Adaptive home energy management to self-motivated user preferences via iterative LLM-augmented reinforcement learning

Home energy management systems (HEMS) must balance competing objectives—electricity cost, thermal comfort, and carbon emissions—according to user preferences that are personalized, evolving, and often expressed in natural language. Conventional deep reinforcement learning (DRL) methods cannot directly interpret such preferences, while existing reinforcement learning (RL)+LLM integrations either invoke large language models (LLMs) at every control timestep or rely on one-shot preference parsing without feedback.

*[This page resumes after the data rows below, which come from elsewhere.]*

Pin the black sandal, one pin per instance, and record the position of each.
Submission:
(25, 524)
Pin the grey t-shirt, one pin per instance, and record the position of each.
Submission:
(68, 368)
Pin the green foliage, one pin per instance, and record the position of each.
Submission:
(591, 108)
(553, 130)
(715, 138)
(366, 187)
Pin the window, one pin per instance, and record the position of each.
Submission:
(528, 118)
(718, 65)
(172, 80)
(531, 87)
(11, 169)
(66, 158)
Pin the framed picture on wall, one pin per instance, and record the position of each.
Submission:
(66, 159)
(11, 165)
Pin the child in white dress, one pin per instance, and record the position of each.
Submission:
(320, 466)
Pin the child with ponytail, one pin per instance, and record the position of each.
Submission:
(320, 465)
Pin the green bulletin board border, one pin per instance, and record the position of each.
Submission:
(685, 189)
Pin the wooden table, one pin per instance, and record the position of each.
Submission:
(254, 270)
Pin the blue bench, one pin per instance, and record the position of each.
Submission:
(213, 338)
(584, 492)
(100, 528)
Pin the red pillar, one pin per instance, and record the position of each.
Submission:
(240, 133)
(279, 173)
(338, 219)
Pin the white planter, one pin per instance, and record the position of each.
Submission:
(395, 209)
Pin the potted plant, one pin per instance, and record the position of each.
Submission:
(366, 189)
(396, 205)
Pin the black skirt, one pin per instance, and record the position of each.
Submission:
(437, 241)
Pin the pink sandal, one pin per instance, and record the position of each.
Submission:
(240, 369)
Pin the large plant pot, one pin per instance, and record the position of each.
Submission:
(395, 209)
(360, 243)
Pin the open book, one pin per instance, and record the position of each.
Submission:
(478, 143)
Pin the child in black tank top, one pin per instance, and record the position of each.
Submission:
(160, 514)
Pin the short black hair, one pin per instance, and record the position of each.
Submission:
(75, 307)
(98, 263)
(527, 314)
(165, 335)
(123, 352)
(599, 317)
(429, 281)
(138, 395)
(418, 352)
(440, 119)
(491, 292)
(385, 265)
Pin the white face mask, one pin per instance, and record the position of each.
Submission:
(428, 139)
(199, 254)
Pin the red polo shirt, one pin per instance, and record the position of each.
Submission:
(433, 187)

This paper proposes LA-UPAHEM, an iterative LLM-augmented framework in which three specialized agents collaborate in a closed loop: a Code Generation Agent translates preferences into reward and state modification functions, a Result Analysis Agent diagnoses policy–preference misalignment from evaluation metrics, and an Optimal Performance Search Agent identifies the best-performing policy as the warm-start for the next iteration. LLMs are invoked only during this offline refinement phase; the deployed policy operates independently without LLM inference. Experiments on real residential energy datasets show that LA-UPAHEM outperforms classical DRL and existing RL+LLM baselines in both macro-level key performance indicator (KPI) alignment (cost, comfort, emissions) and micro-level rule compliance, achieving a Weighted Improvement Ratio (WIR) of 0.13 and a Rule Compliance Rate (RCR) of 0.84, while reducing the failure rate from 34.3% (static parsing) to 5.4%. The framework is robust to environmental noise, evaluation weight perturbation, and preference paraphrasing, and generalizes across multiple DRL algorithms, LLM backbones, and preference languages.